STRONGER「超一流のメンタル」を手に入れる』という書籍を引用、要約して解説してみようと思います。こちらの書籍では「レジリエンス」は以下の5つの要素から成り立っているとしています。

①能動的な楽観主義

楽観的な人は、未来に希望を持つことができ、物事を簡単には諦めません。目の前のやるべきことに集中し、成功に向けて努力できます。ただし、楽観的にも2種類あります。受動的か、能動的か、です。

受動的な楽観主義者は、物事がよくなることを願い、そうなることを信じます。
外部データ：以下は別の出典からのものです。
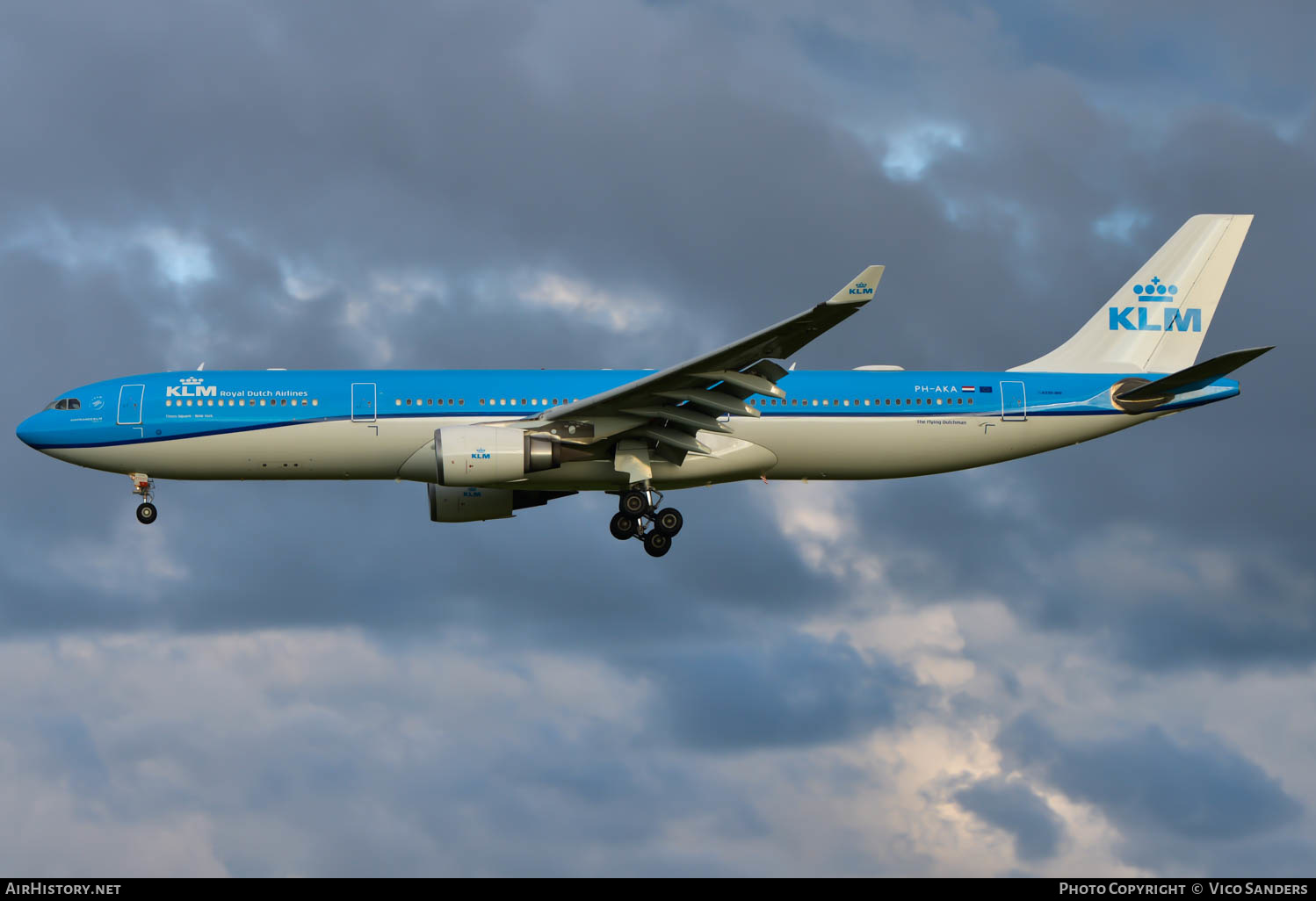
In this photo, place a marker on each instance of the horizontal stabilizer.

ただ願ったり信じたりするだけの人は、状況をコントロールするのをあきらめ、成り行きに任せています。

能動的な楽観主義者は、自分の力で状況を改善するために行動を起こします。自分には物事をいい方向に変える力があると信じているからです。逆境の中にチャンスを見つけ、問題を効果的に解決していきます。

②決断力と行動力

人は困難に直面すると、たいてい気分が落ち込み、無力感にさいなまれてしまいます。こうした感情が長引くと、行動を起こせなくなり立ち直る力が失われてしまいます。これ以上ショックを受けないように心理的な防護壁をつくり、心が何も感じなくなっていきます。問題は心が何も感じなくなることにより、心の回復が阻害されてしまうことです。

逆に、すばやく決断し行動することは、ストレスを軽減して立ち直る力にもなります。逆境から自分を救い出す最も効果的な方法は、心が何も感じなくなるのを阻止することです。

③道徳的な指針

上記で決断力に触れましたが、困難に見舞われている時は、正しい決断を下すことが難しくなります。道徳的な指針があれば、失意のどん底にある時や悪の誘惑を受けた時でも、正しい行動を選ぶことができます。そして正しい行動を選べば、後で自分を恥じることがなく、立ち直りも早くなります。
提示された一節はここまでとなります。